Three-quarters of hospitals said they rarely or never received advance notice of the shortages.
Strategies to deal with the shortages varied. The vast majority of hospitals reported that they purchased a more expensive alternative or bought excess inventory. Three-quarters of respondents either bought a more expensive therapeutic alternative or product from a direct manufacturer.
In a separate study published online in the American Journal of Health-System Pharmacists, researchers from the University of Michigan and the ASHP reported that the number of shortages in 2010 (211) was the highest ever recorded in a single year. The researchers surveyed ASHP members about the impact of 30 recent shortages; 353 pharmacists responded.

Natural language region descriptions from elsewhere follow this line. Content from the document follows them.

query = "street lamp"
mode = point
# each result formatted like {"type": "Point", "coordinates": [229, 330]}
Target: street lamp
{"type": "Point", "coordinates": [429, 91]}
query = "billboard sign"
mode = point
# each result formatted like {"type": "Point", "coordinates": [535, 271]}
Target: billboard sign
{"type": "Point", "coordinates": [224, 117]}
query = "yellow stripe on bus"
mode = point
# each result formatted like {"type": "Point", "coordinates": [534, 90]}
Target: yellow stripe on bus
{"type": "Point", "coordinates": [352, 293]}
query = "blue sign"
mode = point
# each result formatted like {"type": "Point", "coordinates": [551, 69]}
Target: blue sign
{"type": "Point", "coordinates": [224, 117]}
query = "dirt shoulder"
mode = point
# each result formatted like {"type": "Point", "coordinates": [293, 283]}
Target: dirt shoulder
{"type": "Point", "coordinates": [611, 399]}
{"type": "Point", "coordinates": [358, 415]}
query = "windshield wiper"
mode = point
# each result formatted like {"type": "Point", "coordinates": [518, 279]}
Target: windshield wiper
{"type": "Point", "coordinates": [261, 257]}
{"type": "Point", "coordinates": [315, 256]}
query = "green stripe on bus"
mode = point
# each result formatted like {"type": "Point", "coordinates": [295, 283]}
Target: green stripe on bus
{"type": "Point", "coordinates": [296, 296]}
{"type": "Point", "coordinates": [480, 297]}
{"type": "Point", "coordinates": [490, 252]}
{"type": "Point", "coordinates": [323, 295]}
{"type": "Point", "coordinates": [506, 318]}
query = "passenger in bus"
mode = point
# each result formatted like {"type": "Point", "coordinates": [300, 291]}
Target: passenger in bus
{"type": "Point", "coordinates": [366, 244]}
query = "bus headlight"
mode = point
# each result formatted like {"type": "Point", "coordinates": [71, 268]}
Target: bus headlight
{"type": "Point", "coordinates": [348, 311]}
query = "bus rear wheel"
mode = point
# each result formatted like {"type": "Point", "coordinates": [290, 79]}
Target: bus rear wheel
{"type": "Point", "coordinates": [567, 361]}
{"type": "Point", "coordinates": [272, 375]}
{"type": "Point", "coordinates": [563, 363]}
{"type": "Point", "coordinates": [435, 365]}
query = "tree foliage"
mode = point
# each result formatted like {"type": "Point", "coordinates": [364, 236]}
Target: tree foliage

Overall, pharmacists spent about 9 hours each week managing shortages, with an estimated annual labor cost of $216 million. The shortages seemed to hit bigger hospitals harder. When asked if drug shortages created an increased burden, 97% of the respondents agreed or strongly agreed; 93% said that shortages increased costs, and 55% said that shortages compromised care (Am. J. Health-Syst. Pharm. 2011;68:e13-e21 [doi:10.2146/ajhp110210]).
“Our results confirm what prior surveys have shown: Pharmacy directors believe that the burden of drug shortages continues to increase and that drug shortages have changed clinical practice and compromised patient care,” the investigators wrote.
The shortage problem is attracting more attention in Congress. In February, Sen. Amy Klobuchar (D-Minn.) introduced the Preserving Access to Life-Saving Medications Act (S. 296), which would give the Food and Drug Administration the authority to require early notification from pharmaceutical companies when a shortage appears to be imminent. At press time, the bill had 11 cosponsors.
Rep. Diana DeGette (D-Col.) and Rep. Tom Rooney (R-Fla.) introduced the bill in the House in mid-July. “The early warning system this bill creates represents an immediate safeguard to help prevent sudden shortages of these life-saving medications,” Rep. DeGette said in a statement.